近未来性教育プログラム
九
「おーい、アキホっ。待てよぉ。一緒に帰ろうや。」
前を独りで歩いていくアキホにアキトは声を掛ける。
「アキトか・・・。どうしたの、突然?」
振り返ったアキホは幼馴染の来世(らいせ)アキトが小走りに近づいてくるのに気づいて答える。幼い頃はよく一緒に登校したり帰ったりしたものだが、今はもう殆ど一緒に歩くことはなかった。
「ちょっとお前と久しぶりに話したくってさ。」
「ふうん・・・。」
何故かアキホは俯いてアキトに顔を合わせない。
「あのさ、この間の特別授業のことさ。どう・・・、思った。アキホは?」
「どうって・・・。」
アキホも何と答えていいのか分からずに言葉を濁す。
「俺、あの時のパートナーってアキホだったと思うんだ。違うか?」
「分からないわ。だってずっと目隠ししてたもの・・・。」
「お前。おれが肩を抱いたら俺のペニスに手を伸ばしたろ?」
「あらっ。あれは皆、やってたみたいよ。」
ペニスに手を伸ばしたことはアキホは否定しなかった。
「そうかあ? でも、俺はお前の手だって確信したんだ。」
「え、何故?」
「あっ、何故って・・・。何故かな。」
その時、アキトは甘い懐かしい香りがアキホの髪から漂ってくるのを感じていた。
(この匂い・・・。)
しかし、アキトはわざとそのことには触れないことにした。
「なあ、俺。もう一度試してみたいんだ、あの時の状況・・・。」
「え、あの時の状況? それって、つまり・・・。」
「なあ、明日。放課後、体育館に来てくれないか? 明日は部活が無い日だからさ。誰も居ない筈だから。」
あの時の状況とは特別授業の時のことに違いなかった。そしてそれは昨夜もずっとアキホ自身も頭に描いて離れない気持ちだった。あの時の自分の感情が本当だったのか確かめてみたいと思っていたのだ。
「な、いいだろ。明日・・・。」
「う、うん・・・。」
今度もアキホははっきり否定しない。

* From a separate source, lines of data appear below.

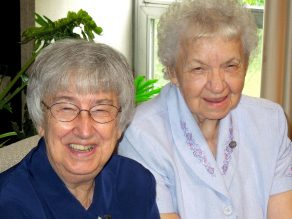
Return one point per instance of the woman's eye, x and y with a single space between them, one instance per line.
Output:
68 109
232 67
199 70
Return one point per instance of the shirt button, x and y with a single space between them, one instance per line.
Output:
227 210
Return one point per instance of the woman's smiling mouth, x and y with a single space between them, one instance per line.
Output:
81 148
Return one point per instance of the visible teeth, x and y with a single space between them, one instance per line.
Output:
79 147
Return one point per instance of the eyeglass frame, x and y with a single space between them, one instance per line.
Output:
119 110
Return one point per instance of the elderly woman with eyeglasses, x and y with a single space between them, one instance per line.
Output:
80 98
214 152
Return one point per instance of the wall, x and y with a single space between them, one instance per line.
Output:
114 16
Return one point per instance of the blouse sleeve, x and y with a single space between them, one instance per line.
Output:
283 172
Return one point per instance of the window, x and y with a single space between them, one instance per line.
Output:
147 13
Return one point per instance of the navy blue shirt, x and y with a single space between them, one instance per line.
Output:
124 189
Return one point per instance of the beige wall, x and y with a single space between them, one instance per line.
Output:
114 16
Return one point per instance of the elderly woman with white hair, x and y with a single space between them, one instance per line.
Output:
214 152
80 98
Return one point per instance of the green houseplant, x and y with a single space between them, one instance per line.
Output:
49 31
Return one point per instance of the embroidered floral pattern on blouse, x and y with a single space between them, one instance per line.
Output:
227 153
197 151
289 171
200 155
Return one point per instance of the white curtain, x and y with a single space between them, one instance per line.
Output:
277 55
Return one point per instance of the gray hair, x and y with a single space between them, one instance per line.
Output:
205 18
90 66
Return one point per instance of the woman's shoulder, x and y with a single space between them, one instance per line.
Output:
127 167
258 104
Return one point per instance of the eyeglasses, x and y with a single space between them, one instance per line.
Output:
67 112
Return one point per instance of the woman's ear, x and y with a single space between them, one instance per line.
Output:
172 74
41 131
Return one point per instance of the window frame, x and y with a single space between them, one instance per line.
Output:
144 14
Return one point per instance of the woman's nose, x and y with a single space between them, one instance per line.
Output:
216 81
84 124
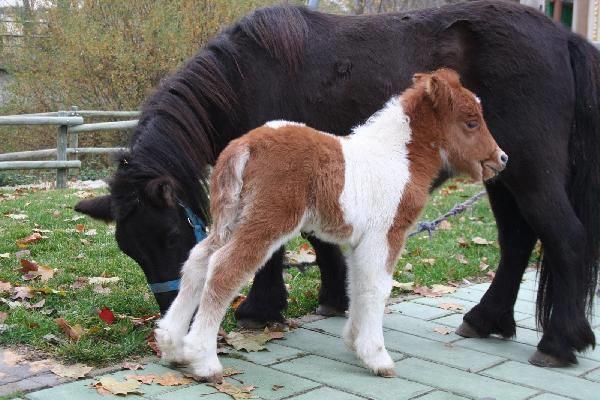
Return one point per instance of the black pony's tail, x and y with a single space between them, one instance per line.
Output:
584 182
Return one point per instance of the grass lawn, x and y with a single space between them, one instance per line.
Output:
85 248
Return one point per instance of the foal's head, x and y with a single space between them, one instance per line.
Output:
466 144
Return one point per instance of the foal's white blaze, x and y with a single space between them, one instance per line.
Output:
280 123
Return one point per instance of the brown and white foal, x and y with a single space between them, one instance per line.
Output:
365 190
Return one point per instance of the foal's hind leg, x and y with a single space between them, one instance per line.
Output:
229 268
494 313
175 324
370 286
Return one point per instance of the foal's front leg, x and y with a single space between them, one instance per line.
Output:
370 286
175 324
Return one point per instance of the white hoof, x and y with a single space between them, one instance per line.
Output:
378 360
171 346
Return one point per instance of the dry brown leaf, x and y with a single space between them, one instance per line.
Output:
481 241
73 332
131 366
5 287
74 371
451 306
443 330
172 379
237 392
120 388
145 379
461 259
11 358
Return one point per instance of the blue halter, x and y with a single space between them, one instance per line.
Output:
200 233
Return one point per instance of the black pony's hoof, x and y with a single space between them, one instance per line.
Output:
547 361
247 323
466 330
329 311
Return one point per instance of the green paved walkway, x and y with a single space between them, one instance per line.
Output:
313 364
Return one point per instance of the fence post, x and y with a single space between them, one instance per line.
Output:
61 152
73 136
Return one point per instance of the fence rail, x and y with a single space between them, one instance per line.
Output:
69 125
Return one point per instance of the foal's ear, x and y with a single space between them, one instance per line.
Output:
439 91
161 192
97 208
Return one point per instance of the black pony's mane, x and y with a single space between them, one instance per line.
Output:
181 129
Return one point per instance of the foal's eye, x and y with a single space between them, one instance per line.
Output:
472 124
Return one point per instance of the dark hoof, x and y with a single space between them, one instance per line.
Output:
547 361
466 330
329 311
246 323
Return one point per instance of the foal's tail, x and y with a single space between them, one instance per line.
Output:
584 153
226 188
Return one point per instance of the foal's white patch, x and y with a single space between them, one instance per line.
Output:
280 123
376 170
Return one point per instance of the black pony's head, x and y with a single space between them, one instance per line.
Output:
151 225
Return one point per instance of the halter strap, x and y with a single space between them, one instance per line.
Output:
199 232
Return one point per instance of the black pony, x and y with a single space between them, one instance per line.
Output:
537 81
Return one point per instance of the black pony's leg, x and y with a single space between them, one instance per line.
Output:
332 296
494 313
267 297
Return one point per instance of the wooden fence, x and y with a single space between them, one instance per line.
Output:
69 125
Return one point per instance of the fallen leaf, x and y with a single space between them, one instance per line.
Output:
145 379
34 237
101 280
404 286
237 392
11 358
107 316
22 293
113 386
172 379
451 306
445 225
443 330
73 332
131 366
481 241
5 287
461 259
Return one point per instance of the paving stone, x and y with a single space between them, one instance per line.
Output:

しかし自分からしたいとは言えないのだった。
「あの時のクラシックな制服、着て来いよ。俺もそうするから。な、約束だぞ。」
そこまで言うと、その後の恥ずかしさを隠せない気がしてアキトはアキホを置いて一人先に走り出してしまったのだった。
後に残されたアキホは、はっきり駄目だと断れなかったことで行くしかないのだと自分に言い訳のように言い聞かせていたのだった。